Theoretical re-investigation on the N-N bond breaking of N2O+cations in the A2Σ+ and B2Π states at the CASPT2 level

Two-dimensional multistate potential energy surfaces along N-NO bond length and N-N-O bond angle of N2O+ in the A2 sigma+ and B2 pi states were calculated at the CASPT2/cc-pVQZ level. In comparison to the known decomposition mechanisms in linear structure, a new N-NO bond fission pathway was proposed in bent ge-ometry for the A2A'(A2 sigma+) state with a lower barrier, leading to rotationally excited NO+(X1 sigma+) and N(2D) fragments. Likewise, the respective contributions of the A' and A '' components split from the B2 pi state were clarified. Considering avoided crossing and the coupling of spin states, ro-vibrational distributions of the NO+ fragment ion observed in experiments are elucidated.

Automated summary

In this study, two-dimensional potential energy surfaces along the N-NO bond length and N-N-O bond angle of N2O+ in the A2 sigma+ and B2 pi states were calculated using CASPT2/cc-pVQZ level.
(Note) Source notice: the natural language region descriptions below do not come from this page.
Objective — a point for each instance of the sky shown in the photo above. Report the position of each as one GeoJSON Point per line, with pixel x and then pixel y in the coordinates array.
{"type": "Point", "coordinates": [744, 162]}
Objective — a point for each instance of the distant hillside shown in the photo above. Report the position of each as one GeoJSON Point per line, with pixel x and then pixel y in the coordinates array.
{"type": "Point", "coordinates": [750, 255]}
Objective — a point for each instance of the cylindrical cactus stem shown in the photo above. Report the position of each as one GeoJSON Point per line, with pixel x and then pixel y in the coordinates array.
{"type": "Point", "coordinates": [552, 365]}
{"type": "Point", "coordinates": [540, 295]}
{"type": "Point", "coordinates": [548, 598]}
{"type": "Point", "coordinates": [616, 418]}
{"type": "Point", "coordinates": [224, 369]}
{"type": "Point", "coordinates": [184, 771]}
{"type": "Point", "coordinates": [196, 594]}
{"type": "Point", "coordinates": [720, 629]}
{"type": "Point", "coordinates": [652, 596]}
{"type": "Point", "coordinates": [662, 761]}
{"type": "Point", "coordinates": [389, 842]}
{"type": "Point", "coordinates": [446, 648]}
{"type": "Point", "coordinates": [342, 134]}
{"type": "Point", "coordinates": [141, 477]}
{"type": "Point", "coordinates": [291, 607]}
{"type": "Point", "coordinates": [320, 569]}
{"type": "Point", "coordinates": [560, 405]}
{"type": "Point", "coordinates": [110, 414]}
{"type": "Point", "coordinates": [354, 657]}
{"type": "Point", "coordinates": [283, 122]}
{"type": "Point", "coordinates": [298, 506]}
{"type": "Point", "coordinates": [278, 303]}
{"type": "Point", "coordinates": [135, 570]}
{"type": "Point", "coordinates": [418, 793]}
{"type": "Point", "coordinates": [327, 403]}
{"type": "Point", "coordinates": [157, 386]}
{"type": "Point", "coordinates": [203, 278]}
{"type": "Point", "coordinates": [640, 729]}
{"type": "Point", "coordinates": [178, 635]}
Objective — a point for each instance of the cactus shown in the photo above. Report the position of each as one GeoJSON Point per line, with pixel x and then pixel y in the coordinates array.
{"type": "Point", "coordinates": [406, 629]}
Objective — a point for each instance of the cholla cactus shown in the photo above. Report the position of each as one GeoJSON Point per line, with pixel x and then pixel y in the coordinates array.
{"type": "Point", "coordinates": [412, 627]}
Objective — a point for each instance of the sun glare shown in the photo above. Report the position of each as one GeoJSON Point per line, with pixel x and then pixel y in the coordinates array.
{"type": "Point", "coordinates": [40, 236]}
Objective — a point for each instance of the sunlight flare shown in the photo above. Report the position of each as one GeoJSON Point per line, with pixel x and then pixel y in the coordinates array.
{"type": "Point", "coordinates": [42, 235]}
A new N-NO bond fission pathway was proposed in the bent geometry of the A2A'(A2 sigma+) state, which has a lower barrier compared to the known decomposition mechanisms in linear structure. Additionally, the contributions of the A' and A'' components split from the B2 pi state were clarified, and the effect of avoided crossing and spin state coupling on the ro-vibrational distributions of the NO+ fragment ion observed in experiments were explained.